0.5 写完这篇文章后,我意识到这几乎与 Jarod的示例完全相同.我没见过-有充分的理由,这是一个很好的例子!

1 我们在这里谈论的是size_t,因此通常在32位系统上为2 ^ 32-1,在64位系统上为2 ^ 64-1.

2 在C ++中,情况并非如此,因为无符号值在上端包含的值比相应的有符号类型更多,但是存在一个基本问题,即操作无符号值可能会导致(在逻辑上)的带符号的值,但带符号的值没有相应的问题(因为带符号的值已经包含无符号的值).

In the Google C++ Style Guide, on the topic of "Unsigned Integers", it is suggested that

Because of historical accident, the C++ standard also uses unsigned integers to represent the size of containers - many members of the standards body believe this to be a mistake, but it is effectively impossible to fix at this point. The fact that unsigned arithmetic doesn't model the behavior of a simple integer, but is instead defined by the standard to model modular arithmetic (wrapping around on overflow/underflow), means that a significant class of bugs cannot be diagnosed by the compiler.

What is wrong with modular arithmetic? Isn't that the expected behaviour of an unsigned int?

What kind of bugs (a significant class) does the guide refer to? Overflowing bugs?

Do not use an unsigned type merely to assert that a variable is non-negative.

One reason that I can think of using signed int over unsigned int, is that if it does overflow (to negative), it is easier to detect.

解决方案

Some of the answers here mention the surprising promotion rules between signed and unsigned values, but this seems more like a problem relating to mixing signed and unsigned values, and doesn't necessarily explain why signed is preferred over unsigned, outside of mixing scenarios.

In my experience, outside of mixed comparisons and promotion rules, there are two primary reasons why unsigned values are big bug magnets.

Unsigned values have a discontinuity at zero, the most common value in programming

Both unsigned and signed integers have a discontinuities at their minimum and maximum values, where they wrap around (unsigned) or cause undefined behavior (signed). For unsigned these points are at zero and UINT_MAX. For int they are at INT_MIN and INT_MAX. Typical values of INT_MIN and INT_MAX on system with 4-byte int values are -2^31 and 2^31-1, and on such a system UINT_MAX is typically 2^32-1.
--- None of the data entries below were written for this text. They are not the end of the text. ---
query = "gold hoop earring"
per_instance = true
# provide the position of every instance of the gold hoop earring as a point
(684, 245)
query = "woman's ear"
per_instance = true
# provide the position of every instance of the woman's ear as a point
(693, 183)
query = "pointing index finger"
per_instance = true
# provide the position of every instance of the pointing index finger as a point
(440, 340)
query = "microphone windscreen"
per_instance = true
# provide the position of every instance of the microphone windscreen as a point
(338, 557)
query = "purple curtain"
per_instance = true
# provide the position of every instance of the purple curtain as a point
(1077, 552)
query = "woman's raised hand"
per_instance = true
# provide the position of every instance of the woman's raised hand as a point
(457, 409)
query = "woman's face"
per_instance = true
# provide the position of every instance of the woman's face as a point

The primary bug-inducing problem with unsigned that doesn't apply to int is that it has a discontinuity at zero. Zero, of course, is a very common value in programs, along with other small values like 1,2,3. It is common to add and subtract small values, especially 1, in various constructs, and if you subtract anything from an unsigned value and it happens to be zero, you just got a massive positive value and an almost certain bug.

Consider code iterates over all values in a vector by index except the last0.5:

for (size_t i = 0; i < v.size() - 1; i++) { // do something }

This works fine until one day you pass in an empty vector. Instead of doing zero iterations, you get v.size() - 1 == a giant number1 and you'll do 4 billion iterations and almost have a buffer overflow vulnerability.
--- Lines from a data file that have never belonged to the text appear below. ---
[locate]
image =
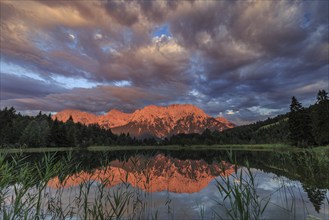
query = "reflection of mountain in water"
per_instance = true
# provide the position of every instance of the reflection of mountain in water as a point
(153, 174)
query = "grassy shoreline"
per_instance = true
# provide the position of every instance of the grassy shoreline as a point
(246, 147)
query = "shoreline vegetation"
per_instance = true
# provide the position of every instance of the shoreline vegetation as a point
(300, 128)
(240, 147)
You need to write it like this:

for (size_t i = 0; i + 1 < v.size(); i++) { // do something }

So it can be "fixed" in this case, but only by carefully thinking about the unsigned nature of size_t. Sometimes you can't apply the fix above because instead of a constant one you have some variable offset you want to apply, which may be positive or negative: so which "side" of the comparison you need to put it on depends on the signedness - now the code gets really messy.

There is a similar issue with code that tries to iterate down to and including zero. Something like while (index-- > 0) works fine, but the apparently equivalent while (--index >= 0) will never terminate for an unsigned value. Your compiler might warn you when the right hand side is literal zero, but certainly not if it is a value determined at runtime.

Counterpoint

Some might argue that signed values also have two discontinuities, so why pick on unsigned? The difference is that both discontinuities are very (maximally) far away from zero. I really consider this a separate problem of "overflow", both signed and unsigned values may overflow at very large values. In many cases overflow is impossible due to constraints on the possible range of the values, and overflow of many 64-bit values may be physically impossible). Even if possible, the chance of an overflow related bug is often minuscule compared to an "at zero" bug, and overflow occurs for unsigned values too. So unsigned combines the worst of both worlds: potentially overflow with very large magnitude values, and a discontinuity at zero. Signed only has the former.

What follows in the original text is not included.